Crop suitability

Seamless Weather Forecasting for Farmers

Crop suitability analysis is a powerful tool to determine which crops are most likely to thrive in a specific region or under certain conditions. By combining climate data across various time scales, these analyses helps farmers and agribusiness make informed decisions. It is especially valuable in the face of changing weather patterns and provides guidance for selecting resilient crops and ensure food security.
This unique approach, to combine various data sources and models into one seamless product that is tailored to your location is called Seamless Forecasting.

Understanding Seamless forecasting

The risks related to the climate differ according to the time scales:

1.)   Present day: Is the current climate normal? What do the temperature and weather precipitation extremes look like over the last decade?

2.)   Seasonal weather forecasting: Will the coming season be drier than normal? What will the expected yield be this season? To act, one can plant drought-resistant crops, plant their crops later than normal or adjust their agricultural practices. When the price is expected to drop in the coming months it can be strategic to store or sell their products at other times.

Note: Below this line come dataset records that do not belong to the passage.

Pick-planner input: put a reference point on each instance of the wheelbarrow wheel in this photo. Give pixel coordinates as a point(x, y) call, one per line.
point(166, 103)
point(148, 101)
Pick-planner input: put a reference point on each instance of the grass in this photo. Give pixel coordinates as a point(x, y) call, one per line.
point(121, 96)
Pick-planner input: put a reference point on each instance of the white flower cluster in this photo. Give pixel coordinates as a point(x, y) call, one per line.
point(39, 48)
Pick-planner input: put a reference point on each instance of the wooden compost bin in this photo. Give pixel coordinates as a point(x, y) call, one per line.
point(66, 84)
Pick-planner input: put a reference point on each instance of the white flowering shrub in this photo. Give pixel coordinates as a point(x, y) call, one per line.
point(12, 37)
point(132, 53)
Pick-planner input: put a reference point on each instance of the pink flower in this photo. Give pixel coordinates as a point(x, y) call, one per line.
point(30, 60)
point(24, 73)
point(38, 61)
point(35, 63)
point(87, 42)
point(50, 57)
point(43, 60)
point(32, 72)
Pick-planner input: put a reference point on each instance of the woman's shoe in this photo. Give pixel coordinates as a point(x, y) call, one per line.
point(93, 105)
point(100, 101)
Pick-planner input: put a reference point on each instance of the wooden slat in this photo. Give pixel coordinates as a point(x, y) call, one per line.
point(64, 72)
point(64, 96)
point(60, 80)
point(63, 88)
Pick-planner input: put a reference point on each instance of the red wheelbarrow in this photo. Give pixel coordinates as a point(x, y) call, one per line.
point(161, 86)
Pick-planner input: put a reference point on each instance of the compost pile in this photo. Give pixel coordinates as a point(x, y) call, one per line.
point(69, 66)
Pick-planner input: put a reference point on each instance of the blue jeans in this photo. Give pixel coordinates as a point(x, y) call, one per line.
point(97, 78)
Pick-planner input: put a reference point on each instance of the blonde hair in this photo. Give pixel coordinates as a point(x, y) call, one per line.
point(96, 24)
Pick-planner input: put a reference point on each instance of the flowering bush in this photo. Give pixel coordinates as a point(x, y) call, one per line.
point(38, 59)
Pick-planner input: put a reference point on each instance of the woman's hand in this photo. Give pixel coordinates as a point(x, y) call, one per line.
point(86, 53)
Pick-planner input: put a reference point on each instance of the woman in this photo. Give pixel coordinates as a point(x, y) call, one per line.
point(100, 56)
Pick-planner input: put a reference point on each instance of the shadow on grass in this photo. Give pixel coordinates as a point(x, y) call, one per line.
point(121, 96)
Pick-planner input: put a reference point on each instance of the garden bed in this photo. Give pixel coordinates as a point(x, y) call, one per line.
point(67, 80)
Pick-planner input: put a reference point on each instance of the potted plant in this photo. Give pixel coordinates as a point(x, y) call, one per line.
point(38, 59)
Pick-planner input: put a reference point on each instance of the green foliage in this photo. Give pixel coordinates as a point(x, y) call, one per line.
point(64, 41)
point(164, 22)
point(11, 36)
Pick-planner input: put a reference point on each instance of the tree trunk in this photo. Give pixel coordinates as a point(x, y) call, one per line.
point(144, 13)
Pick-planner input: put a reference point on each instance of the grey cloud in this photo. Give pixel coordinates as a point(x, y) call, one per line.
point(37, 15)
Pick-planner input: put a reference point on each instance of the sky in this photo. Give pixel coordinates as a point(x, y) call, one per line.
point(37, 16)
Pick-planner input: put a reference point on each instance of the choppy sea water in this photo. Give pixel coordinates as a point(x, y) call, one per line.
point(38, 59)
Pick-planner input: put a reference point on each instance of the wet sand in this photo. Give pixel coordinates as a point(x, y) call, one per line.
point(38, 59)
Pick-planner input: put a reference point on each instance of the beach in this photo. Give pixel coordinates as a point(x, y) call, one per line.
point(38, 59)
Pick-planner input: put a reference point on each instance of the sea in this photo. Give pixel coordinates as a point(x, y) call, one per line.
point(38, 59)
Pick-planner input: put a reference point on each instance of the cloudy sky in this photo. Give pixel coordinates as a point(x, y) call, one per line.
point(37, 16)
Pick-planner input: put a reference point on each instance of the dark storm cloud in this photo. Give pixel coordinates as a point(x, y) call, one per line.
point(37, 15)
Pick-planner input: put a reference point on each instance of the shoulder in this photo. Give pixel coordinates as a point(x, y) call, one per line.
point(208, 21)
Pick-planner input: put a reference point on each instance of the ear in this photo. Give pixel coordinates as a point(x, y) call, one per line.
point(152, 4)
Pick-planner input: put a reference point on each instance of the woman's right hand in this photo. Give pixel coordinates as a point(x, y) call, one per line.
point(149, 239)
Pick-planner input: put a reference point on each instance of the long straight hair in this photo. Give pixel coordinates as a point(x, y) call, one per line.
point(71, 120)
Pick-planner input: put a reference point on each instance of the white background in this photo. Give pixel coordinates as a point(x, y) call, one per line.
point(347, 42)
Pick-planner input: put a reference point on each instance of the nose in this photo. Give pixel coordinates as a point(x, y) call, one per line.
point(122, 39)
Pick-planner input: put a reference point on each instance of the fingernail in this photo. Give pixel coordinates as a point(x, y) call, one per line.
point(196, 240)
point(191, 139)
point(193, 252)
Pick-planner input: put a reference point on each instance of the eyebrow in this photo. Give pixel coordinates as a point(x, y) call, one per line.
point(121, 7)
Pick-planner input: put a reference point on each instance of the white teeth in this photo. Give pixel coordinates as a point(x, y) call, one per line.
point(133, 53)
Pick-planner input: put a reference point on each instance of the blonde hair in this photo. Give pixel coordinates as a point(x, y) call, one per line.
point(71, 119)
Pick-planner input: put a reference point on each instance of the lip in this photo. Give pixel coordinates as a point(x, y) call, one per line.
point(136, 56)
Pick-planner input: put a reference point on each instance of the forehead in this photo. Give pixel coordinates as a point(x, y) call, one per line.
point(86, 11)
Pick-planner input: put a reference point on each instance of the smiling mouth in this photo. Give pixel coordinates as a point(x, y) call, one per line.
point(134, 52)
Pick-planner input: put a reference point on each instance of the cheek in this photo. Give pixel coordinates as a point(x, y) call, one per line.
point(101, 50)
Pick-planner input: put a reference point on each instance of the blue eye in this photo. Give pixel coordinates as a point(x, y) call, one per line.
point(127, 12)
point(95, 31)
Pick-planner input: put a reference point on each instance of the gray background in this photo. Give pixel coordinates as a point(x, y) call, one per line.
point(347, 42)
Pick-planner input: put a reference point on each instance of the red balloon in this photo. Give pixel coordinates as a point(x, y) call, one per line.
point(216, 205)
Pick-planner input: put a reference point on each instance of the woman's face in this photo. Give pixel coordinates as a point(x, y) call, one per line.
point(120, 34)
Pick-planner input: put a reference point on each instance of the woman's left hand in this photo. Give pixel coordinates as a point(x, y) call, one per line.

3.)   Multi-year: How will the local climate change in the future? Will your area still be suitable to grow certain crops in 20 years? This is especially relevant for the planning of future production areas and the sustainability of existing plantations.

Figure 1: Seamless forecasting couples various data sets into one congruent data set, tailored to a specific location or region.

Below are some examples of crop suitability analysis

-Example 1: Status and seasonal weather services

It is important to knowing the status of the season in combination with a seasonal weather outlook, to plan farming activities and project the expected yield for the coming season. In Myanmar, we issue a monthly seasonal weather outlook.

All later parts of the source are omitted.